Rome's future is a walk through its past
The First Art Newspaper on the Net    Established in 1996 Tuesday, November 5, 2024


Rome's future is a walk through its past
Tourists take pictures in front of the Colosseum in Rome, Italy on May 6, 2022. (Francesco Lastrucci/The New York Times)

by Elisabetta Povoledo



ROME.- Conscious of the weight of its illustrious history, Rome has managed to preserve an impressive number of archaeological monuments in its city center.
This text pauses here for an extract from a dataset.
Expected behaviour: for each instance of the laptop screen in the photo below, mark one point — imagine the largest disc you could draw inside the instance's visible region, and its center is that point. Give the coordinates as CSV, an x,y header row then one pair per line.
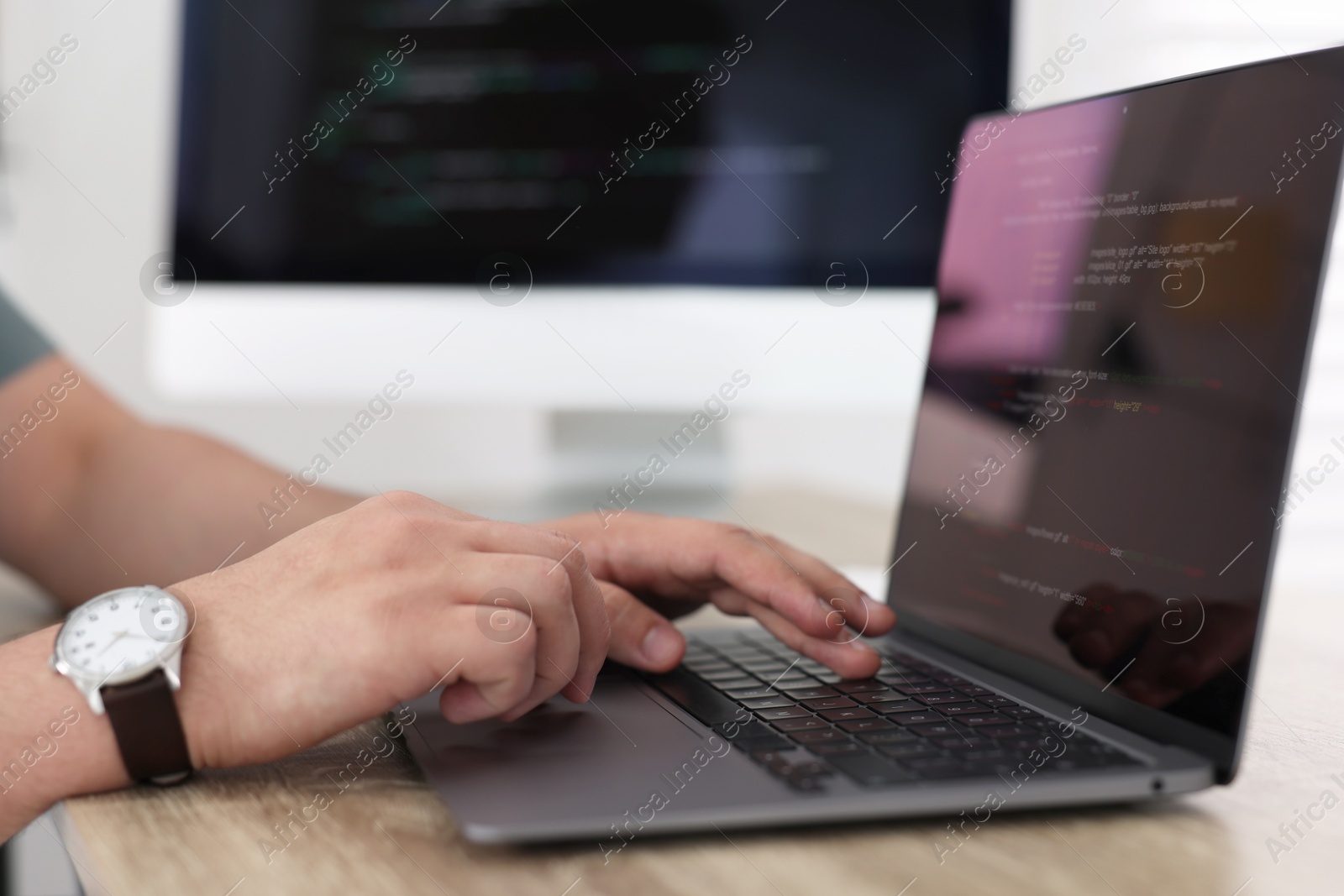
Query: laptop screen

The Colosseum, the Circus Maximus and the Roman Forum and Imperial Fora are just a few of the sites clustered in the city’s heart.

As Rome, which will celebrate its 2,777th birthday April 21, moves toward its third millennium, city leaders are promoting a new vision of this area as a giant, pedestrian-friendly public space that supporters say will promote Rome’s ancient past.
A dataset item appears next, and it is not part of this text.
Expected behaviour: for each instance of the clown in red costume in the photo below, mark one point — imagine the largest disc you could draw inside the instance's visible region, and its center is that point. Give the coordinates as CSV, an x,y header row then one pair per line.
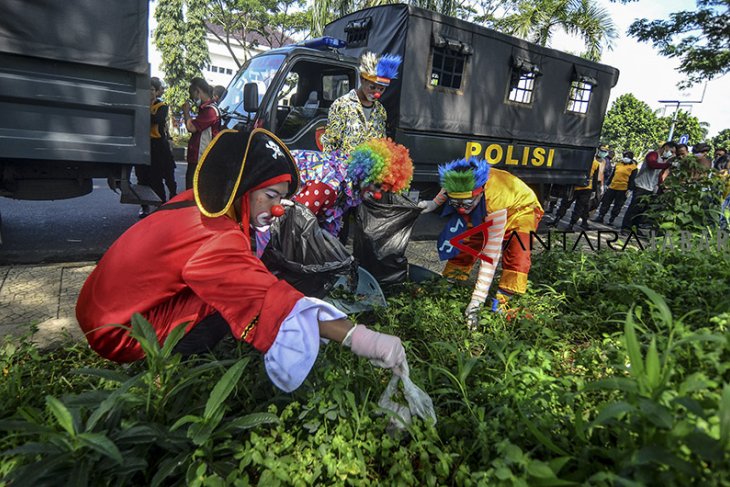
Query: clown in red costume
x,y
197,264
“Italy is working to make the most of what is arguably the most important concentration of history, archaeology, art and nature in the world,” Rome’s mayor, Roberto Gualtieri, said Tuesday.
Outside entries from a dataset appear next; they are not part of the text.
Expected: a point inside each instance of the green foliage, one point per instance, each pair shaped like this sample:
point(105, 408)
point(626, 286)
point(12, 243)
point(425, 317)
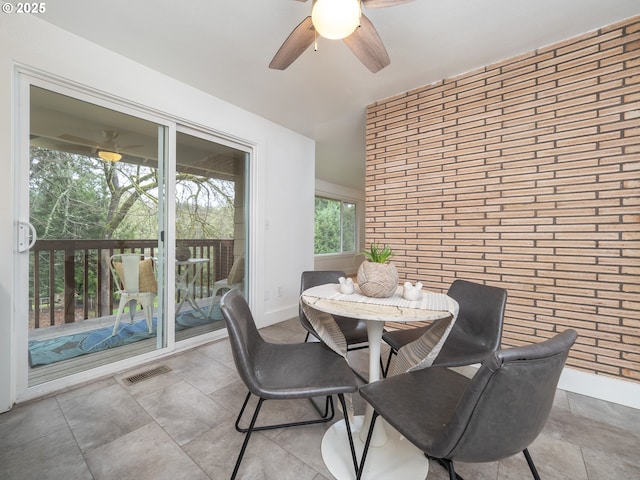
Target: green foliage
point(378, 255)
point(78, 197)
point(335, 226)
point(327, 226)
Normally, the area is also crawling with tourists and those who cater to them, including tour guides, street vendors and street artists. Some streets in the area are closed to traffic besides buses and cabs, but others are busy thoroughfares that link various neighborhoods with the downtown or with the road that winds alongside the Tiber River.

Some critics say the plan could turn the center of Rome into an open-air Disneyland.

When the project was first announced last year, Mario Ajello, a journalist, wrote in Il Messaggero, a daily newspaper in Rome, that it was tailored to those who visited Rome for a few hours or days, not those who lived and worked there, and that it would transform the downtown into “an amusement park for tourists.” City hall had not sufficiently considered that removing traffic from that area of the city center would only shift congestion to adjacent neighborhoods, he added.

The project will link Rome’s Imperial Fora to other archaeological sites by what city officials have described as an extensive “archaeological walk.” The area will branch out from the Colosseum to include the Palatine Hill, the Circus Maximus and the Capitoline Hill, with roads in between. (A later phase will expand the area to the Baths of Caracalla and the beginning of the Appian Way.)

When finished, it will be the largest urban archaeological area in the world, officials say. Nearly 19 million euros ($20.5 million) have been earmarked for this first phase of the project.